Quel rapport la Gen Z entretient-elle avec les entreprises ?

Le rapport de la génération Z avec l'entreprise

Le monde du travail fait encore rêver les 18-28 ans mais leurs exigences professionnelles laissent les chefs d’entreprises songeurs, pour ne pas dire démunis. Les résultats de l’enquête menée par Ispos pour le réseau d’écoles d’ingénieurs CESI mettent en lumière des divergences significatives et détaillent les attentes réciproques de ces deux générations.


« Un malentendu entre les chefs d’entreprise et la génération Z ! ». C’est ainsi que Brice Tenturier, Directeur général délégué d’Ipsos, qualifie les relations entre la Gen Z, les jeunes nés après 1995, et les dirigeants actuels. Les résultats de l’étude présentée le 18 juin* par l’institut confirment une certaine incompatibilité entre les « digital natives » et leurs aînés. 

Coté chefs d’entreprise, le constat est sévère.
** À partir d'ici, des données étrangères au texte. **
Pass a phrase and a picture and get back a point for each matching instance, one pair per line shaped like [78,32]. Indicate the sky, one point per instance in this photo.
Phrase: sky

Brice Tenturier parle même d’une « forme de désarroi chez les dirigeants ». 86 % perçoivent en effet la Gen Z comme différente de la génération précédente, les “Y” (nés entre 1980 et 1994). Décrits comme moins investis, moins fidèles à l’entreprise et moins respectueux de la hiérarchie, les jeunes d’aujourd’hui ont un rapport ambigu au travail. 70% des dirigeants peinent d’ailleurs à cerner leurs attentes.

Les dirigeants estiment ainsi que les jeunes sont moins prêts à faire des heures supplémentaires non rémunérées et à travailler plus en cas de pic d’activité. Cerise sur le gâteau, cette difficulté à comprendre la Gen Z s’accompagne également de problèmes de recrutement. 58% des chefs d’entreprise déclarent rencontrer des difficultés pour proposer des rémunérations jugées attractives par les jeunes. Un constat confirmé par Julien R, directeur financier dans un grand groupe énergétique, à la recherche d’un contrôleur de gestion junior. « A moins de 40 000 euros par an, cela ne les intéresse pas. Ils déclinent la proposition » souligne le cadre dirigeant qui peine à recruter.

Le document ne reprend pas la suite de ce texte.